Expectations
Data quality validation for datasets - observational checks that never drop records.
Expectations are declarative data quality checks attached to datasets. Violations are observational - they emit metrics and logs but never drop records. This catches data quality issues early without blocking ingestion during a production incident.
Usage
from thyme.expectations import expectations
from thyme.expectations import (
expect_column_values_to_be_between,
expect_column_values_to_not_be_null,
)
@dataset(version=1)
class Order:
user_id: Field[str] = field(key=True)
amount: Field[float] = field()
timestamp: Field[datetime] = field(timestamp=True)
@expectations
def get_expectations(cls):
return [
expect_column_values_to_be_between(
column="amount", min_value=0.01, max_value=50_000,
),
expect_column_values_to_not_be_null(column="user_id"),
]The @expectations decorator marks a dataset method that returns a list of expectation dicts. Expectations are evaluated by the engine with no per-record Python overhead.
Expectation functions
expect_column_values_to_be_between
Checks that a column's values fall within a range.
expect_column_values_to_be_between(column="amount", min_value=0.01, max_value=50_000)| Parameter | Type | Default | Description |
|---|---|---|---|
column | str | required | Column name to check |
min_value | numeric or None | None | Minimum allowed value (inclusive). None = no lower bound. |
max_value | numeric or None | None | Maximum allowed value (inclusive). None = no upper bound. |
mostly | float | 1.0 | Fraction of rows that must pass (0.0 to 1.0) |
expect_column_values_to_not_be_null
Checks that a column has no null values.
expect_column_values_to_not_be_null(column="user_id")| Parameter | Type | Default | Description |
|---|---|---|---|
column | str | required | Column name to check |
mostly | float | 1.0 | Fraction of rows that must pass |
expect_column_values_to_be_in_set
Checks that a column's values belong to a predefined set.
expect_column_values_to_be_in_set(column="status", values=["pending", "completed", "cancelled"])| Parameter | Type | Default | Description |
|---|---|---|---|
column | str | required | Column name to check |
values | list | required | Allowed values |
mostly | float | 1.0 | Fraction of rows that must pass |
expect_column_values_to_be_of_type
Checks that a column's values match an expected type.

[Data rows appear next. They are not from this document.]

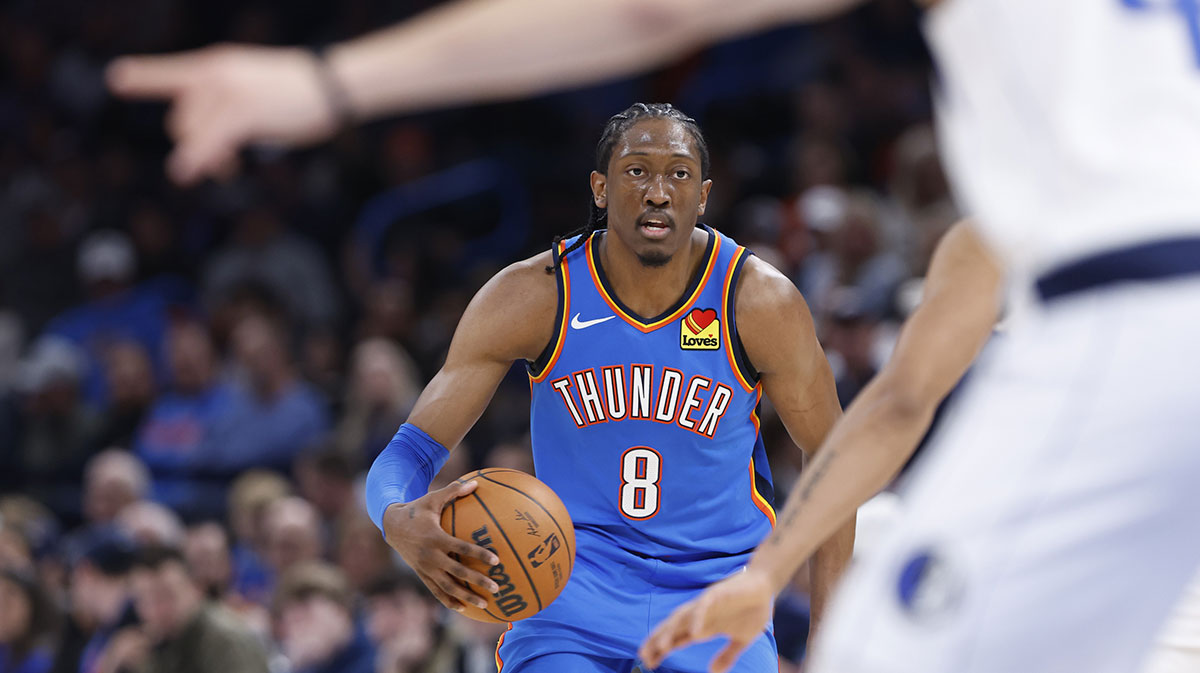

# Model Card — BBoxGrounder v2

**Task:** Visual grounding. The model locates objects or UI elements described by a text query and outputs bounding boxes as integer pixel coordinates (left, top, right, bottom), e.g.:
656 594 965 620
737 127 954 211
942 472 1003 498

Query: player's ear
696 180 713 215
592 170 608 208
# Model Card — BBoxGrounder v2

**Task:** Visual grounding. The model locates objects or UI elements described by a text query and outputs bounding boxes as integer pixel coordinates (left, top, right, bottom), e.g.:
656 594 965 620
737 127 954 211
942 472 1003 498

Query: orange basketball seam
472 487 542 621
479 468 575 575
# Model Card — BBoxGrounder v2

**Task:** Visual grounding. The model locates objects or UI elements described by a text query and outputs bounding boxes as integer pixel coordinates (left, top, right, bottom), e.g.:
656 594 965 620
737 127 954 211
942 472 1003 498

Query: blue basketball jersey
530 224 775 564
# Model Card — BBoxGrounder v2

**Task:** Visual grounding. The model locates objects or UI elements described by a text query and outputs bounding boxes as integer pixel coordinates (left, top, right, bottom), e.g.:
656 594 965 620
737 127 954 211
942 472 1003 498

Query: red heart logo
685 308 716 335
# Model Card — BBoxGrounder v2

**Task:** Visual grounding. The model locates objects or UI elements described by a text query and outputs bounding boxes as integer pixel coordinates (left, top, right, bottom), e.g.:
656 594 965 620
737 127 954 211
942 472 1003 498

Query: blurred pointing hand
107 46 337 185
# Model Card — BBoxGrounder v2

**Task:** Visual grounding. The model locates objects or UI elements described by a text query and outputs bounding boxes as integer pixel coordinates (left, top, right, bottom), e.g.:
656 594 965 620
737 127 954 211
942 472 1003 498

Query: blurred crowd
0 0 958 673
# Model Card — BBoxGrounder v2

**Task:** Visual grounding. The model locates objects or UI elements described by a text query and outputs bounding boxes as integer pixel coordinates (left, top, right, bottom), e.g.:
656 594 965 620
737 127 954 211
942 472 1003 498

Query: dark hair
0 567 58 668
271 560 354 614
546 103 709 274
133 545 191 575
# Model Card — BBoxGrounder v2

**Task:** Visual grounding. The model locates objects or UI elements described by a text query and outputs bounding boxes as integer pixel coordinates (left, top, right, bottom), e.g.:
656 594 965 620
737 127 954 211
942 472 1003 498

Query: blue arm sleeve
366 423 450 530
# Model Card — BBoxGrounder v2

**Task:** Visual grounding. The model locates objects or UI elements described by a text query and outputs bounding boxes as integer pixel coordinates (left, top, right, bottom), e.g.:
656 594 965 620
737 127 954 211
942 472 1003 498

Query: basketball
442 468 575 621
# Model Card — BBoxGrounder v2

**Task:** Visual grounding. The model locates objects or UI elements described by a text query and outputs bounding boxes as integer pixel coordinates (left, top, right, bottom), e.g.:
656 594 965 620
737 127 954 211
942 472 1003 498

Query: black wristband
312 47 355 128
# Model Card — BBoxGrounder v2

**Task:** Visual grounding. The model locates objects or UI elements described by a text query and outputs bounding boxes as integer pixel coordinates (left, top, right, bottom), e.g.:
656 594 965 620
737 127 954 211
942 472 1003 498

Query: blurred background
0 0 958 673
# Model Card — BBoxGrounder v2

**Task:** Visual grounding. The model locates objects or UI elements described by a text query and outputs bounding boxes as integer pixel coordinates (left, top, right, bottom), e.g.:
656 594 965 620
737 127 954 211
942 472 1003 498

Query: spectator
833 191 908 317
92 341 157 449
264 495 325 578
83 449 150 535
364 570 460 673
203 205 341 326
205 316 329 475
184 521 271 642
67 533 136 673
337 338 421 467
114 500 184 547
271 563 376 673
292 446 357 528
0 569 54 673
46 230 168 408
229 470 292 605
0 518 34 569
824 288 878 408
17 337 101 512
114 546 268 673
133 323 235 518
334 510 395 591
62 449 150 568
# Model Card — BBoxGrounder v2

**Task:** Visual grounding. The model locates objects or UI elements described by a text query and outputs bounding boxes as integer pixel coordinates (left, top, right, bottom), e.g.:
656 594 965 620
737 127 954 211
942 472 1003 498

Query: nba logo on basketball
679 308 721 350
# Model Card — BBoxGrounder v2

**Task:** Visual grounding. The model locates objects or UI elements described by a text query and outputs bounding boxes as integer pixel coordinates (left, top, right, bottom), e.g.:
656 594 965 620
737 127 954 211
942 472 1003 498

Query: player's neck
599 227 714 316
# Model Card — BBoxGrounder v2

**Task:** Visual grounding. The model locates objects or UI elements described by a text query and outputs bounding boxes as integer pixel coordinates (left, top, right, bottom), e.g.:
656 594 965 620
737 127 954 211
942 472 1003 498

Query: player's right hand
383 481 500 612
107 44 338 185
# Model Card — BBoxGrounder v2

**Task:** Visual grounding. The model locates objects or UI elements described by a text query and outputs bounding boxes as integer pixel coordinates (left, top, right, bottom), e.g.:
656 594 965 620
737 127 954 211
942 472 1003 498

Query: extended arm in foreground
108 0 860 184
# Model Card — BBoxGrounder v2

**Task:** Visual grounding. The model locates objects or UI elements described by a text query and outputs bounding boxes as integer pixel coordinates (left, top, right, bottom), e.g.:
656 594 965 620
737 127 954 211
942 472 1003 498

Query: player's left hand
637 569 775 673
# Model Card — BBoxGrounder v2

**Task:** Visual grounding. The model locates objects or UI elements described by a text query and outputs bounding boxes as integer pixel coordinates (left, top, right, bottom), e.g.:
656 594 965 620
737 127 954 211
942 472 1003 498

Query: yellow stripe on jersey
750 457 775 528
721 247 755 392
583 233 721 334
529 242 571 390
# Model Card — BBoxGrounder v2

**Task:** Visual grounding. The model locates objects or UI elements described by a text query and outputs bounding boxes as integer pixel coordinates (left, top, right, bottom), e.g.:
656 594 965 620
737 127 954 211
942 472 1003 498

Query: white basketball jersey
925 0 1200 274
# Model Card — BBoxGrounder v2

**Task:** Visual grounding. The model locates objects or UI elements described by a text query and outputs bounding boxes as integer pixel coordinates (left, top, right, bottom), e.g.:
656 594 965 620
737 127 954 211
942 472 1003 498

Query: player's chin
637 246 672 269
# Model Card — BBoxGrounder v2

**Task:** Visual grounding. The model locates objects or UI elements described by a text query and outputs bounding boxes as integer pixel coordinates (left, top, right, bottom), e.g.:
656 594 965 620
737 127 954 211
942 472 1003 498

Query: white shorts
810 278 1200 673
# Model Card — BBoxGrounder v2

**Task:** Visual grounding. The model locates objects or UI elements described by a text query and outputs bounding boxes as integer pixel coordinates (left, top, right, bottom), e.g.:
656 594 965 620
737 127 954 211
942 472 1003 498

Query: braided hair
546 103 709 274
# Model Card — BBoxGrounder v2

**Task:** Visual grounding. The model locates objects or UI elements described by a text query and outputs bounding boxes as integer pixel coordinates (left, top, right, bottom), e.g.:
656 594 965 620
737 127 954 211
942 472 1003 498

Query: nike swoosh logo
571 313 616 330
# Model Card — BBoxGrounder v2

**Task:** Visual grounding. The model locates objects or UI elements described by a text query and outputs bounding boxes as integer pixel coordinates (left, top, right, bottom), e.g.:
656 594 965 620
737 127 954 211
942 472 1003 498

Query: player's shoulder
734 256 808 328
460 251 558 360
481 251 558 304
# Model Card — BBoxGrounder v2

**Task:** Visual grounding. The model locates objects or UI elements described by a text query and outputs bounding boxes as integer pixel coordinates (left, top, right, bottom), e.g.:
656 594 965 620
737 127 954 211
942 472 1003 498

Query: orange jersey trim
583 232 721 334
721 247 758 393
496 621 512 673
529 242 571 381
750 457 775 528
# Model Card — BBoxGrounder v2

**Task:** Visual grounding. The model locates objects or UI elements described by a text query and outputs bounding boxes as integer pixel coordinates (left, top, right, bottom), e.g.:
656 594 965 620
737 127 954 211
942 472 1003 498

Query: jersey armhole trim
721 247 758 392
527 241 571 385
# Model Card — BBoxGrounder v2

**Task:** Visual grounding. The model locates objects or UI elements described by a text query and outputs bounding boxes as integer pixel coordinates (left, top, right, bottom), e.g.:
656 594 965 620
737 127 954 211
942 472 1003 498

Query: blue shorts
496 530 779 673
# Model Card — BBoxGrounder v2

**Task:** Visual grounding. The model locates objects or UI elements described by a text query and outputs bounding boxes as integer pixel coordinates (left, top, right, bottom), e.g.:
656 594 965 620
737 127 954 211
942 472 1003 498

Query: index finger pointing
104 52 199 98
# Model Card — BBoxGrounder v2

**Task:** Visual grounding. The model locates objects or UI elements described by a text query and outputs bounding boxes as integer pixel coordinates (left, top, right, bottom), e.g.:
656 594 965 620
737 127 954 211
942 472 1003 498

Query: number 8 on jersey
620 446 662 519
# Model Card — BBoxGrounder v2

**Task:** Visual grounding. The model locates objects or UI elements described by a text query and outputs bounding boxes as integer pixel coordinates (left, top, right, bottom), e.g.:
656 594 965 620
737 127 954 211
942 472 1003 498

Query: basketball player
640 222 1003 672
367 103 853 673
110 0 1200 673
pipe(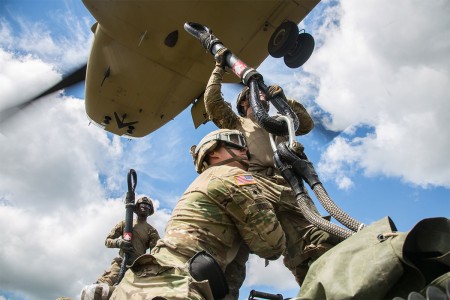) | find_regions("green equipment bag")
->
[295,217,450,300]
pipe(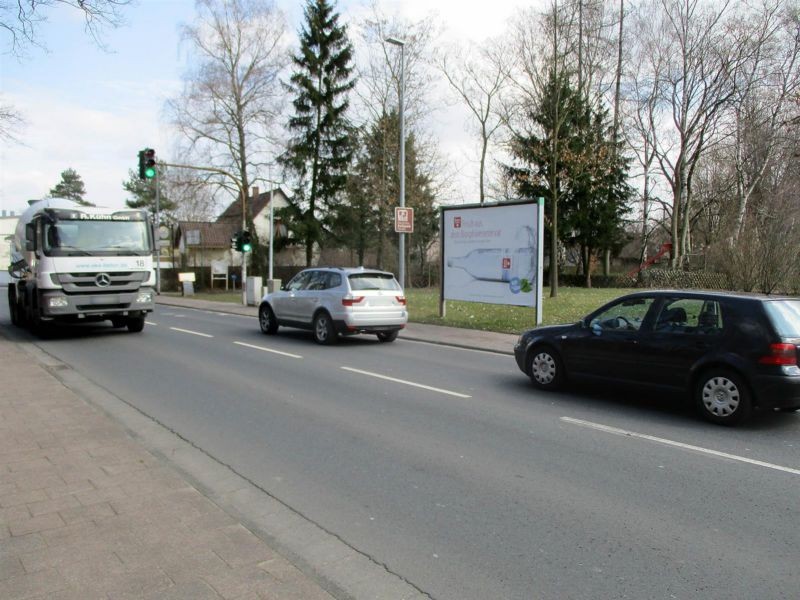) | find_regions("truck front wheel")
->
[8,283,25,327]
[128,315,144,333]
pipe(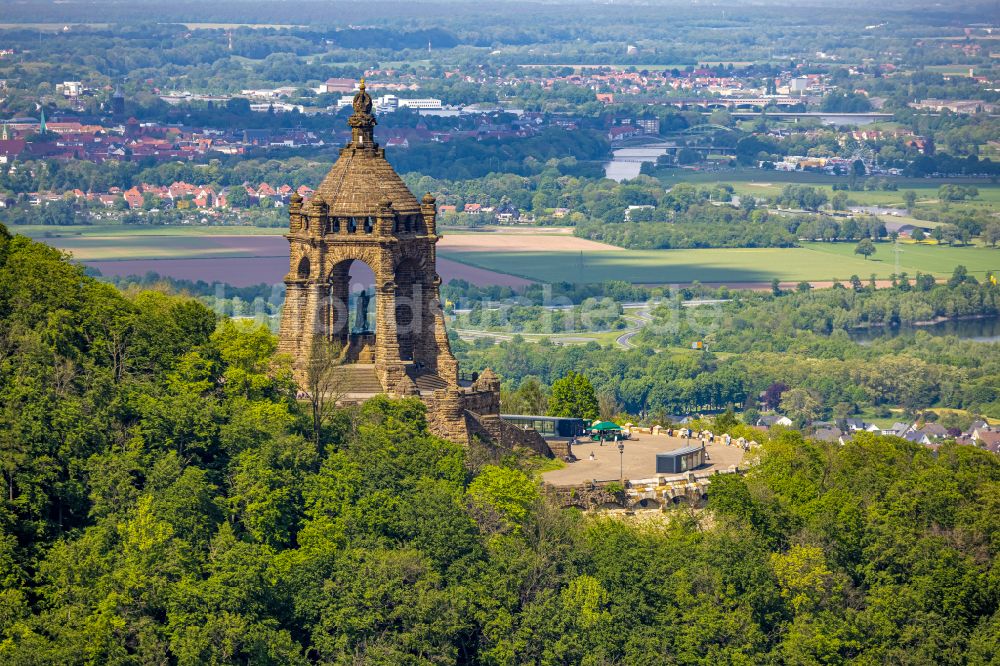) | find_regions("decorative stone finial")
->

expect_column_values_to_be_of_type(column="amount", type_name="float")| Parameter | Type | Default | Description |
|---|---|---|---|
column | str | required | Column name to check |
type_name | str | required | Expected type name (e.g., "str", "float", "int") |
mostly | float | 1.0 | Fraction of rows that must pass |
The mostly parameter
All expectation functions accept a mostly parameter (default 1.0). This allows a fraction of rows to violate the expectation without triggering a violation event.
# At least 95% of amounts must be between 0.01 and 50,000
expect_column_values_to_be_between(
column="amount", min_value=0.01, max_value=50_000, mostly=0.95,
)Setting mostly=0.95 means the expectation passes as long as at least 95% of rows in the batch satisfy the constraint.